Kim Jong-un was pictured discussing an attack on Guam with his generals last month as an image of Anderson US Air Force Base, which is located on the island, was shown on the wall behind him.
But experts who spoke to Voice of America say the image was taken by Google back in 2011 before several updates to the military base were carried out.
Kim Jong-un was shown planning a missile strike on Guam with an image of Anderson Air Force Base in the background by the state news agency last month
But experts say the picture is a six-year-old image taken from Google Maps, showing that North Korea does not possess the technology to create its own satellite images
The image shown beside Kim has a noticeable a deforested area which now contains a docking area for aircraft, the site reported.
Another building seen in the picture with Kim has since been demolished, while the runways and other tarmac surfaces are significantly different colours now.
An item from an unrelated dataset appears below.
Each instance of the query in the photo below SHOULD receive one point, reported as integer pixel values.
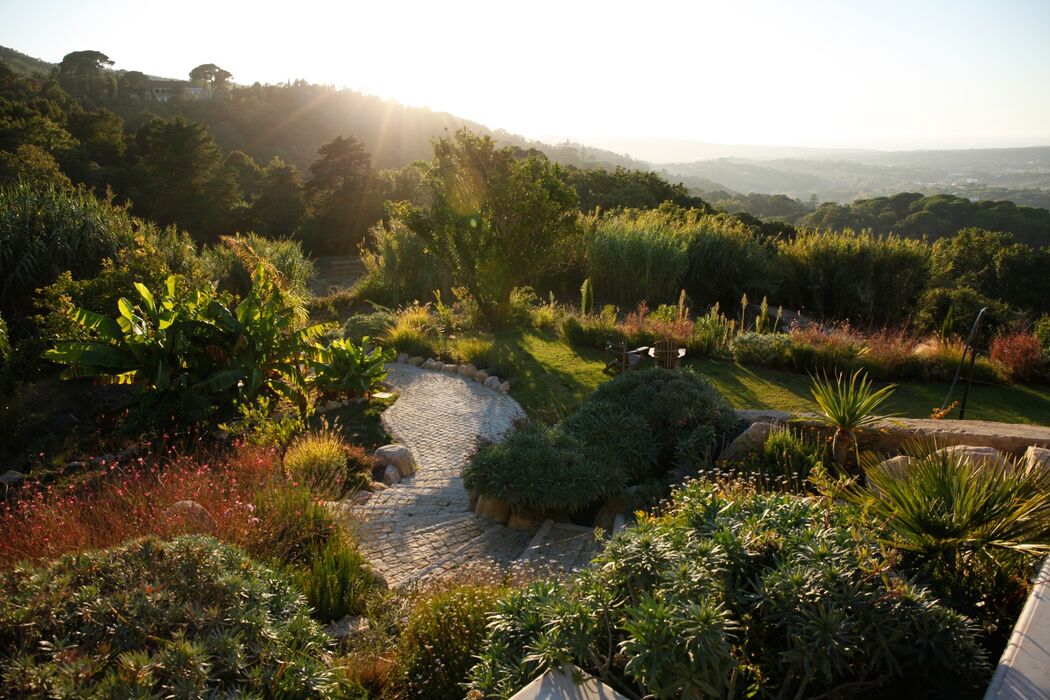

Nick Henson, from Stanford University’s Center for International Security and Cooperation, told the site that North Korea seems to be unable to produce its own satellite images and so must take what it can from elsewhere.
The North does claim to have a single satellite in orbit, launched in 2016, though this has never been reliably verified.
North Korea claimed at the time of the launch that the satellite was an observation and weather monitoring craft meant entirely for peaceful purposes.
But the fact that Kim is relying on old Google images could mean the launch was a hoax – likely as a guise for a missile test – or the satellite is unable to function.
Kim has threatened to strike Guam with its latest Hwasong-14 ICBM, though experts believe the out of date satellite image shows the threat is a hoax
Since the plans to strike Guam were announced, the North has carried out a test of what it claims was a hydrogen nuclear bomb capable of fitting on the missile (pictured)
Alternately, the threat to attack Guam is an ruse in order to intimidate the international community.
Kim’s military chiefs claim to have drawn up viable attacks plans for a missile strike on Guam, though the country’s state news agency said the dictator has decided to wait before giving the order to attack.
The images of Kim with the map of Guam were shown on Korean Central Television on August 15. Since then the country has carried out two more missile tests, including one that flew over the northern Japanese island of Hokkaido.
Kim’s regime also carried out a sixth nuclear test of what it claimed was a hydrogen bomb on September 3, marking a significant escalation in regional tensions.
A vote on fresh sanctions brought before the UN security council by America is expected to pass today, as the regime warned it is ‘ready and willing to act’ over the tough new measures.
Meanwhile Donald Trump has said Kim is ‘begging for war’ – though stressed that military intervention is not his preferred option.